Symposium 2026 | Holding the turbulent world at work | Parallel Paper Session 5
Dragana Vranješ, Dr Judit Gáspár, & Dr Jim Krantz
Dragana Vranješ MPsych, MBA, MEcon is organisational and group relations consultant, psychoanalytical psychotherapist, author and researcher with past professional experience in management consulting and the financial services sector. In her engagement with organisations, Dragana consults entrepreneurs and high potential leaders on leadership development and leadership transition, organisational and cultural change and strategy implementation. Dragana is a Board Director of the International Society for Psychoanalytic Study of Organisations (ISPSO). She is a member of International Society for Transference Focused Psychotherapy (ISTFP), Organisation for Promoting Understanding of Society (OPUS) and founding member of Central and Eastern European Group Relations Associates (CEEGRA).
Judit Gáspár, PhD. is an associate professor and Head of the Decision Sciences Department at the Corvinus University of Budapest, her lectures and research focus on decision-making, strategy-as-practice, responsible foresight, participatory and reflexive methodologies. She is currently a Visiting Researcher at the University of Cambridge at the Institute for Technology and Humanity Centre for the Study of Existential Risk. Judit is involved in several research programmes, e.g. Community Engaged Research and Learning (CERL), Models, Assessment, and Policies for Sustainability (MAPS). She is a founding member of Corvinus Science Shop to support service learning and community-based research activities. She is a member of ISPSO and a trained host of Social Dreaming and Social Photo Matrix methodologies.
James Krantz, Ph.D. is an organizational consultant and researcher from New York City. His interests center on the unconscious background to work and organizational life; on how new forms of work organization are affecting the exercise of leadership & authority; and the impact of the “virtual self in role” on organizational life. He is particularly interested in the presence of unconscious factors and their manifestations in work related functioning of groups and organizations. James is a principal of Worklab, a consulting firm focusing on strategy implementation and leadership development. He is past president of the International Society for the Psychoanalytic Study of Organizations (ISPSO), and has taught about the history, theory, and use of systems psychodynamics in a wide range of institutions.
The story of the Tower of Babel has long served as a foundational myth for understanding the complexities of human language. In this ancient narrative, linguistic diversity emerges as both consequence and catalyst: a divine response to human ambition that results in fragmentation, misunderstanding, and dispersion. Yet despite its portrayal as a curse, Babel also invites a contemporary re‑examination of the generative possibilities inherent in linguistic multiplicity. In a globalised world—where cultural exchange, migration, and digital communication continually reshape our experiences of identity and belonging—the question arises anew: Is the diversity of languages ultimately a curse, or can it also be a cure or even a blessing?
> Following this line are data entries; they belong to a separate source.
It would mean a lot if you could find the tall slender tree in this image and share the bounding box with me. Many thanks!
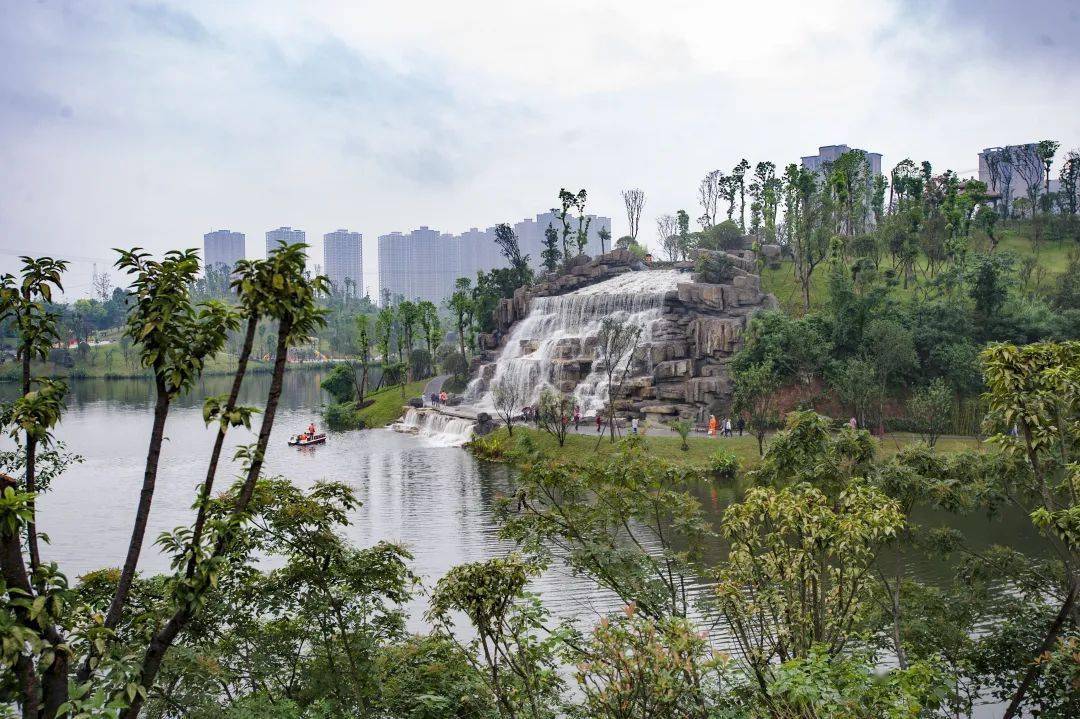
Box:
[621,188,645,242]
[105,247,236,629]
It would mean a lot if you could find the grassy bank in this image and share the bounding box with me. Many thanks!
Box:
[349,380,428,428]
[468,425,984,469]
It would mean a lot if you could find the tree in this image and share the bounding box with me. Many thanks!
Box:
[417,300,443,375]
[1036,140,1062,212]
[428,554,563,719]
[496,437,712,620]
[558,188,596,259]
[983,147,1014,212]
[733,362,779,457]
[657,215,679,262]
[540,222,561,272]
[105,248,239,629]
[671,420,693,452]
[537,388,576,447]
[495,222,532,287]
[675,209,690,260]
[447,277,474,357]
[491,376,520,436]
[829,357,879,426]
[983,341,1080,719]
[716,481,903,686]
[596,225,611,255]
[0,256,67,572]
[620,188,645,242]
[907,377,953,447]
[728,158,750,229]
[596,317,642,443]
[698,169,730,230]
[1012,144,1056,213]
[783,164,831,312]
[397,300,420,382]
[975,205,998,253]
[1057,150,1080,215]
[115,244,329,719]
[90,268,112,302]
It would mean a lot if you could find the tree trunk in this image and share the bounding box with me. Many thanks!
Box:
[101,372,170,630]
[1001,582,1077,719]
[187,314,259,579]
[120,322,292,719]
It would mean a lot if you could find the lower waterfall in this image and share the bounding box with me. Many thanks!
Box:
[464,270,688,415]
[390,408,475,447]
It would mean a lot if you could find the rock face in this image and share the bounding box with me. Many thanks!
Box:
[477,249,778,421]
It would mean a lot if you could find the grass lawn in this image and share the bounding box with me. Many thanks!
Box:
[486,425,985,469]
[360,380,428,428]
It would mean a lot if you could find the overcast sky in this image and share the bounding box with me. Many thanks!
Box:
[0,0,1080,295]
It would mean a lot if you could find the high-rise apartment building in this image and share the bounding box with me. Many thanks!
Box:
[267,227,307,255]
[203,230,245,271]
[379,212,611,304]
[323,230,364,297]
[802,145,881,175]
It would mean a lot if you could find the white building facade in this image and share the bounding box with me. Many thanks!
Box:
[323,230,364,297]
[267,227,307,256]
[379,212,611,304]
[203,230,246,272]
[801,145,881,176]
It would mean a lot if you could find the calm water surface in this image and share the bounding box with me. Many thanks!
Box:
[0,370,1039,628]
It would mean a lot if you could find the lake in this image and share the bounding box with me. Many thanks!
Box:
[0,370,1041,643]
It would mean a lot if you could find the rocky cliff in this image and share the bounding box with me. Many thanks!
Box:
[480,249,777,420]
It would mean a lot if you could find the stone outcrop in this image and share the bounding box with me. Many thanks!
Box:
[480,249,778,421]
[478,247,646,350]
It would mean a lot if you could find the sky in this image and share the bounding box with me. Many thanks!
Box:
[0,0,1080,297]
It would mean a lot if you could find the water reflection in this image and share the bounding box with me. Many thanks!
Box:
[0,370,1041,628]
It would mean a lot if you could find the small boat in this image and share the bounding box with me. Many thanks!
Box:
[288,433,326,447]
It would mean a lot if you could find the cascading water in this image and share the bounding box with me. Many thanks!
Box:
[464,270,688,415]
[390,408,475,447]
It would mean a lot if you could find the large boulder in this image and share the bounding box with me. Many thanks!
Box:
[473,412,496,437]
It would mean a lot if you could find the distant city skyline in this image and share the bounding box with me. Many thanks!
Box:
[0,0,1080,296]
[323,229,364,297]
[202,230,247,271]
[373,211,611,303]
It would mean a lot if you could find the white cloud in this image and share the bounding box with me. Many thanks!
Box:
[0,0,1080,290]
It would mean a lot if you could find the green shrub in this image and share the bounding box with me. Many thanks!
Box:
[708,449,739,479]
[465,433,510,462]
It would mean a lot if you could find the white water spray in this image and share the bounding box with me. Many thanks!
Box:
[465,270,689,415]
[390,408,475,447]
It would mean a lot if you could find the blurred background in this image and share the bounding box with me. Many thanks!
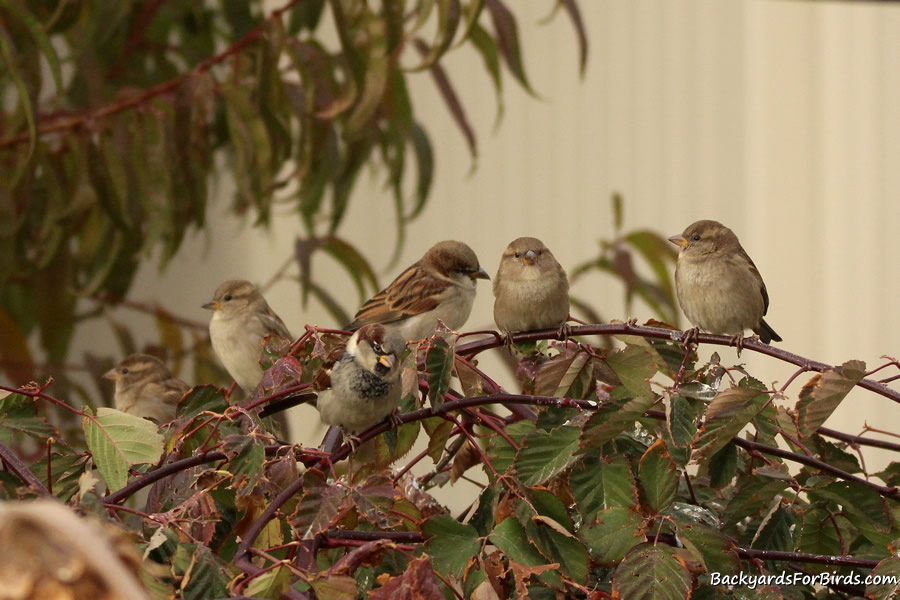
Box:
[5,0,900,506]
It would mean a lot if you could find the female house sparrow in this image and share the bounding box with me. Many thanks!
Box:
[494,237,569,332]
[103,354,190,423]
[316,324,406,434]
[669,221,781,350]
[347,241,490,340]
[203,279,293,394]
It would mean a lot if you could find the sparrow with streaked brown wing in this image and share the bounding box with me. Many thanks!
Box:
[494,237,569,334]
[103,354,190,423]
[669,220,781,352]
[347,241,490,341]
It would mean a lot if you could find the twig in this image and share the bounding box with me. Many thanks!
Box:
[0,0,300,148]
[0,444,52,496]
[456,323,900,403]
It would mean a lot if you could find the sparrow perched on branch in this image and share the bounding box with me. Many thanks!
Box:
[315,324,406,434]
[347,241,490,341]
[103,354,190,423]
[669,221,781,350]
[203,279,294,438]
[203,279,293,394]
[494,237,569,333]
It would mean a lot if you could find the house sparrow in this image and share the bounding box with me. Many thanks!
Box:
[103,354,190,423]
[203,279,293,394]
[315,324,406,434]
[494,237,569,333]
[347,241,490,341]
[669,221,781,352]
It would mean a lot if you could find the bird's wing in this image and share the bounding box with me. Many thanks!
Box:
[347,264,454,331]
[738,248,769,314]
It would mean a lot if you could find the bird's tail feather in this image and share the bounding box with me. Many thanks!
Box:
[753,319,781,344]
Language is not merely a tool for communication; it is a medium through which identity is constructed, boundaries are drawn, and intimacy is negotiated. It marks inclusion and exclusion, signalling who is recognised as belonging and who remains other. From the early mother–child dyad, where the “mother tongue” becomes the first translator of the world, to organisational and societal structures in which accents, dialects, and linguistic proficiency shape authority and influence, language acts as a powerful organiser of conscious and unconscious group dynamics. In socio‑analytic and psycho‑social contexts, the use of non‑native languages introduces layers of vulnerability, projection, dependency, and shame—alongside opportunities for connection, creativity, and expanded understanding.
At the same time, multilingual environments reveal the ways in which communication serves functions beyond information exchange. They expose anxieties around power, authenticity, and trust; they challenge the management of boundaries; and they surface tensions between assimilation and the preservation of difference. The role of translators, forming a liminal space—formal or informal, cultural or organisational—becomes crucial in mediating these dynamics. Emerging technologies such as AI‑based language models now participate in this shrinking transitional space, complicating traditional notions of authority, social relatedness and co-creation of meaning.
This paper explores how linguistic diversity manifests within group relations, particularly in international organisational settings such as the ISPSO community. Drawing on workshop-generated narratives and socio‑analytic methodology, we investigate how language shapes experiences of belonging, othering, regression, stress, and intimacy. Rather than framing Babel solely as a myth of fragmentation, we examine how linguistic differences can also serve as a container for new forms of connection, creativity, and collective understanding.
Ultimately, we ask: What does linguistic diversity activate in groups and individuals—and how can it hinder or enable the work of thinking, relating, and leading across cultures? In doing so, we aim to illuminate the psychological undercurrents of multilingual environments and to consider how language may function not only as a boundary but also as a bridge.